Selvageria futebol clube: episódios de violência têm escalada no Brasil
Casos atingem torcedores e atletas, mas as autoridades esportivas não agem com determinação para coibi-los
Há uma guerra em curso no Brasil. As batalhas acontecem dentro e fora dos estádios de futebol e atingem tanto torcedores quanto jogadores e comissões técnicas. Apenas neste ano, pelo menos seis grandes episódios de violência tomaram de assalto o noticiário esportivo. Em um deles, um torcedor morreu baleado em frente ao Allianz Parque, em São Paulo, após a derrota do Palmeiras para o Chelsea na final do Mundial de Clubes, no Catar. Em outras duas ocasiões, atletas foram hospitalizados com ferimentos graves. É uma escalada impressionante e sem precedentes que mancha o futebol mais vitorioso do planeta. Contudo, apesar da grita generalizada contra esse estado de coisas, as investigações se arrastam e raramente os agressores são identificados e punidos com o rigor necessário.
Os sinais para que se faça algo são evidentes — e de perder o fôlego. Na última semana de fevereiro, no espaço de três dias, quatro ocorrências violentas despontaram vergonhosamente. O ônibus que transportava a delegação do Bahia foi atingido por bombas no caminho para a Arena Fonte Nova, em Salvador, onde o time enfrentaria o Sampaio Corrêa em partida da Copa do Nordeste. O goleiro Danilo Fernandes sofreu ferimentos pelo corpo, um dos quais perigosamente perto do olho, e foi internado. Câmeras de segurança mostraram a ação do grupo. Apesar do incidente, a partida foi realizada, com placar de 2 a 0 para o time baiano. Naquela mesma noite, a torcida do Náutico, eliminado da Copa do Brasil pelo Tocantinense, recepcionou com pedras a van que transportava a equipe. Ninguém se feriu.
Na Região Sul, não é diferente. Em Porto Alegre, o ônibus do Grêmio foi alvo de pedradas na chegada ao Estádio Beira-Rio para o clássico regional contra o Internacional, válido pelo Gauchão. O volante paraguaio Mathias Villasanti, ferido na cabeça, pouco abaixo do olho esquerdo, precisou ser levado ao hospital. A cúpula gremista pediu adiamento do jogo e foi atendida pela Federação Gaúcha de Futebol. Em Curitiba, torcedores do Paraná Clube invadiram o gramado do Estádio Vila Capanema no fim da partida contra o União pelo campeonato estadual. Estavam inconformados com a derrota por 3 a 1 que rebaixou o time para a segunda divisão e passaram a perseguir os jogadores em campo. A partida foi interrompida, e o Batalhão de Choque local acionado.

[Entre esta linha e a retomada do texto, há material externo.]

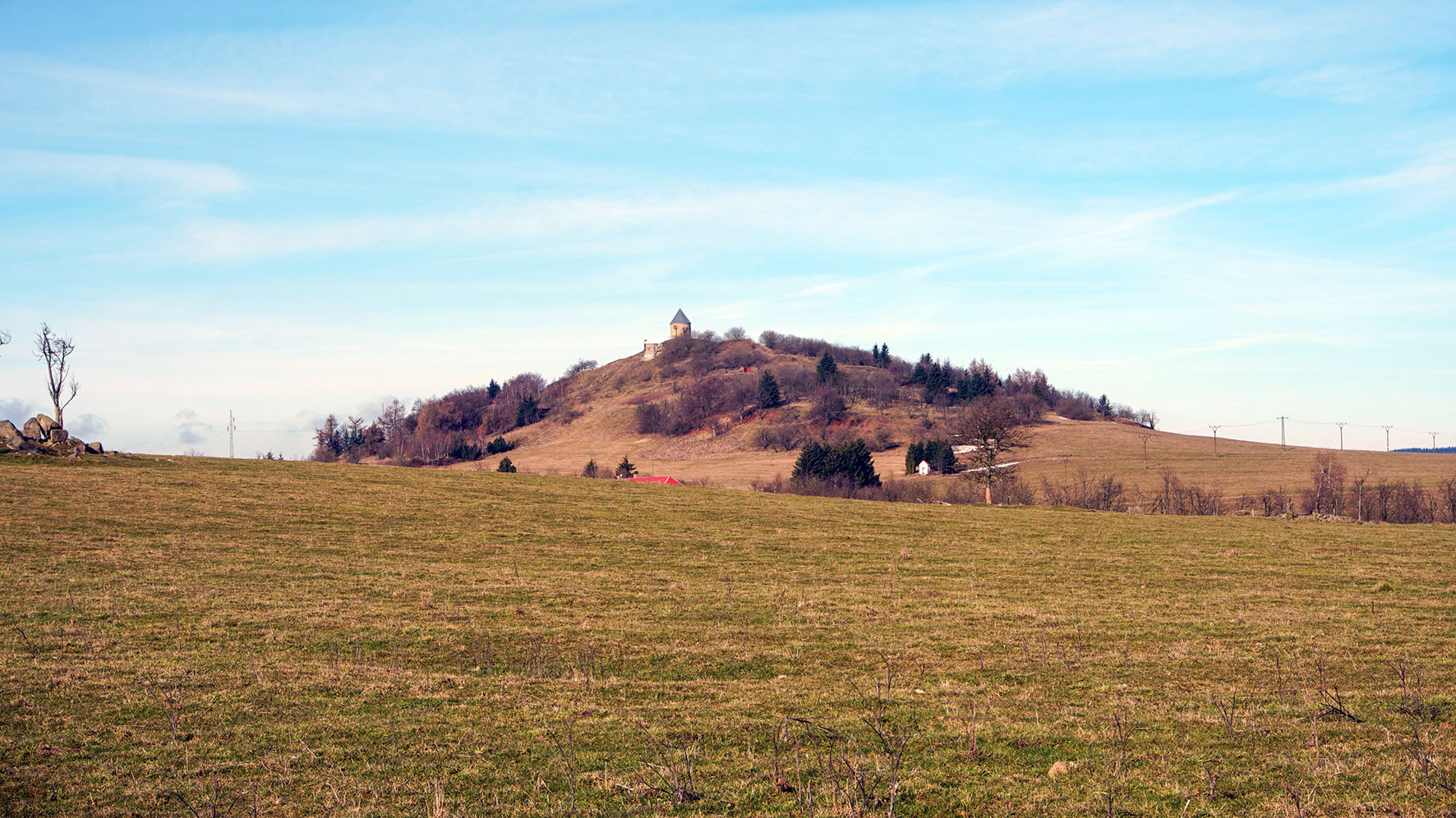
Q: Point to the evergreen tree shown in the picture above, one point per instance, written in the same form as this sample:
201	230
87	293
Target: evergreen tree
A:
827	369
963	388
528	411
852	463
913	456
983	383
769	392
625	469
856	463
813	463
935	383
922	370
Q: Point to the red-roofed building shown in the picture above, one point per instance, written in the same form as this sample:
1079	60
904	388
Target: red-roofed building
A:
664	480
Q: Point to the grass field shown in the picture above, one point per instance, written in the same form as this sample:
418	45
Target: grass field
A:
248	638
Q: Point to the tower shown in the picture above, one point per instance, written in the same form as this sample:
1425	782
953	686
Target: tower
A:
680	326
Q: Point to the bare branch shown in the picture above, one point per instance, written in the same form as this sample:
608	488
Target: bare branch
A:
56	350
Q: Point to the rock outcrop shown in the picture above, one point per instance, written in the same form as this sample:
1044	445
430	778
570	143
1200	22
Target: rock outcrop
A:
43	435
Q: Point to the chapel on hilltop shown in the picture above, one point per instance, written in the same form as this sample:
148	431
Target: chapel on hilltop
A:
677	328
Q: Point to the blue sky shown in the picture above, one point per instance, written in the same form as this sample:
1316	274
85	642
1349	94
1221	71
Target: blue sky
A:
1218	211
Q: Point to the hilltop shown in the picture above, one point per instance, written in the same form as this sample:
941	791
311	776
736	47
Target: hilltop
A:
692	408
601	425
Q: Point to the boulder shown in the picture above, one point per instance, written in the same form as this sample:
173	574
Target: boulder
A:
69	448
31	431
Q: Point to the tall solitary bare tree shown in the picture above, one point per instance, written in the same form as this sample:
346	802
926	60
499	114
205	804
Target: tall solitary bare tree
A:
992	427
56	350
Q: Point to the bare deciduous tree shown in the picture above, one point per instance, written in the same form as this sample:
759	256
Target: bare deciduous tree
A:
56	350
990	425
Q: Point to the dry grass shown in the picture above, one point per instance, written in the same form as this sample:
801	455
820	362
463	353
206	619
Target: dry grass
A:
300	639
1239	467
606	430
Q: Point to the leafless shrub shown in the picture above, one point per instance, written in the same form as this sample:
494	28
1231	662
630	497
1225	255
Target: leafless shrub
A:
1090	491
1228	712
1328	693
172	709
1276	503
213	801
673	761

Há o que fazer? Sim, e bastaria um olhar retrospectivo. Em 1985, o mundo se espantou com a Tragédia de Heysel, na Bélgica, quando 39 pessoas morreram no dia da final da Taça dos Campeões da Europa entre Liverpool e Juventus. Pouco antes da partida, os torcedores ingleses atacaram os italianos, pressionando-os contra os painéis que os impediram de entrar no campo. Na época, a então primeira-ministra britânica Margaret Thatcher declarou guerra “aos hooligans”, que atormentavam o futebol inglês há mais de uma década. E foi a pedido dela que a Associação de Futebol suspendeu os clubes ingleses das competições europeias por um ano. A Uefa, mais rigorosa, estendeu a suspensão por outros quatro anos e afastou o Liverpool de torneios oficiais até 1991. Foi um tratamento de choque que, ressalte-se, reduziu a selvageria nos gramados britânicos. Não seria incoerente aplicá-lo ao Brasil.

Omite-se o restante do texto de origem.